Myrmecĭdes, an artist of Miletus, mentioned as making chariots so small that they could be covered by the wing of a fly. He also inscribed an elegiac distich on a grain of Indian sesamum. Cicero, bk. 4, Academica.Ælian, Varia Historia, bk. 1.

Myrmĭdŏnes, a people on the southern borders of Thessaly, who accompanied Achilles to the Trojan war. They received their name from Myrmidon, a son of Jupiter and Eurymedusa, who married one of the daughters of Æolus son of Hellen. His son Actor married Ægina the daughter of the Asopus. He gave his name to his subjects, who dwelt near the river Peneus in Thessaly. According to some, the Myrmidons received their name from their having been originally ants, μυρμηκες. See: [Æacus]. According to Strabo, they received it from their industry, because they imitated the diligence of the ants, and like them were indefatigable, and were continually employed in cultivating the earth. Ovid, Metamorphoses, bk. 1, li. 654.—Strabo.Hyginus, fable 52.

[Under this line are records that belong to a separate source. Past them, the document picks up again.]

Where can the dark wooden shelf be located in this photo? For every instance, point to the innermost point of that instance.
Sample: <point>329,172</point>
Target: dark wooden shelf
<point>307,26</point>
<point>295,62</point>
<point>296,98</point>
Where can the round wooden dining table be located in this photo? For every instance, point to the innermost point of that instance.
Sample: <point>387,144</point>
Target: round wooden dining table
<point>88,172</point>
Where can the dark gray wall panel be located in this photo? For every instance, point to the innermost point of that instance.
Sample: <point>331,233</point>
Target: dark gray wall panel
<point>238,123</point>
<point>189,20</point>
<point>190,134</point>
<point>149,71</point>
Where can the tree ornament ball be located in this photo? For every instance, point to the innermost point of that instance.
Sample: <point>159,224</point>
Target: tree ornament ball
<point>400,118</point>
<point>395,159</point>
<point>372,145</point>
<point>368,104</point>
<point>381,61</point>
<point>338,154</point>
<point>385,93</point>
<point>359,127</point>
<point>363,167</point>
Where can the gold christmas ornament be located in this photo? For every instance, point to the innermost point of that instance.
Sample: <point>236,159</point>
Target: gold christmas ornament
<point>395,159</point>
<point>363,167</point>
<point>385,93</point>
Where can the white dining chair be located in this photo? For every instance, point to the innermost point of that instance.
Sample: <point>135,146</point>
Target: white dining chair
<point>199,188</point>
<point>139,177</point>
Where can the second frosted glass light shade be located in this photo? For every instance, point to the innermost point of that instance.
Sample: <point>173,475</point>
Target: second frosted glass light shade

Myron, a tyrant of Sicyon.——A man of Priene, who wrote a history of Messenia. Pausanias, bk. 4, ch. 6.——A celebrated statuary of Greece, peculiarly happy in imitating nature. He made a cow so much resembling life, that even bulls were deceived and approached her as if alive, as is frequently mentioned by many epigrams in the Anthologia. He flourished about 442 years before Christ. Ovid, Ars Amatoria, bk. 3, li. 319.—Pausanias.Juvenal satire 8.—Propertius, bk. 2, poem 41.

Myronianus, an historian. Diogenes Laërtius.

Myronides, an Athenian general who conquered the Thebans. Polyænus.

Myrrha, a daughter of Cinyras king of Cyprus. She became enamoured of her father, and introduced herself into his bed unknown. She had a son by him, called Adonis. When Cinyras was apprised of the incest he had committed, he attempted to stab his daughter, and Myrrha fled into Arabia, where she was changed into a tree called myrrh. Hyginus, fables 58 & 275.—Ovid, Metamorphoses, bk. 10, li. 298.—Plutarch, Parallela minora.—Apollodorus, bk. 3.

Myrsĭlus, a son of Myrsus, the last of the Heraclidæ who reigned in Lydia. He is also called Candaules. See: [Candaules].

Myrsus, the father of Candaules. Herodotus, bk. 1, ch. 7.——A Greek historian in the age of Solon.

Myrtăle, a courtesan of Rome, mistress to the poet Horace, bk. 1, ode 33.

Myrtea, a surname of Venus. See: [Murtia].